By Michael Baadke
The first vice president of the United States, John Adams, became the second president of the United States after George Washington retired at the end of his second term.
Adams was born Oct. 30, 1735, in Quincy, Mass., the son of a church deacon and farmer. Adams attended Harvard University at age 16, graduating in 1755 and earning his master’s degree in 1758 after studying law.
Though he opposed the Stamp Act imposed upon the colonies, Adams took the unpopular task of defending the British soldiers placed on trial for killing civilians during the Boston Massacre. He gained an acquittal for six of the eight soldiers who were charged.
Serving in the Continental Congress, Adams was among those appointed to draft the Declaration of Independence. He oversaw the Continental Army during the Revolutionary War, and he helped bring that war to an end, negotiating the Treaty of Paris.

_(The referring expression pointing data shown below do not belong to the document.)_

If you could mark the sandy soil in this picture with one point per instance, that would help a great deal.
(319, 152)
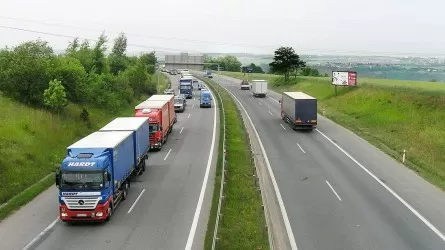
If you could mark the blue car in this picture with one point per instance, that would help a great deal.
(205, 99)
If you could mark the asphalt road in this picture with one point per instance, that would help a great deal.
(161, 206)
(330, 195)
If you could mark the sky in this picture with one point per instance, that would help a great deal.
(338, 27)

After serving eight years as vice president under Washington, Adams won the presidency in the election of 1796. Thomas Jefferson, one of his opponents and the runner-up in balloting, became vice president, in accordance with the election laws of that time.

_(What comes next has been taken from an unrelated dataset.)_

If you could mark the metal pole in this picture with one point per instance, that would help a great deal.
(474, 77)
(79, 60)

When relations with France worsened during that country’s war with Great Britain, Adams increased America’s naval and military strength and again was successful in ending hostilities.
The strengthening Democratic-Republican Party, led by Thomas Jefferson, defeated Adams in the 1800 election, thereby limiting him to just one term as president.
He wrote extensively during his retirement, including letters to Thomas Jefferson, with whom he had formed a cordial relationship following years of disagreement.
Adams died July 4, 1826, barely one year after his son, John Quincy Adams, became America’s sixth president, and just hours after Jefferson, the nation’s third president, had also died.
Despite his significant role in the founding of the country, he was not singularly honored on a U.S. stamp for more than a century, until a 2¢ rose-carmine stamp depicting him was issued in the Presidential definitive series of 1938 (Scott 806).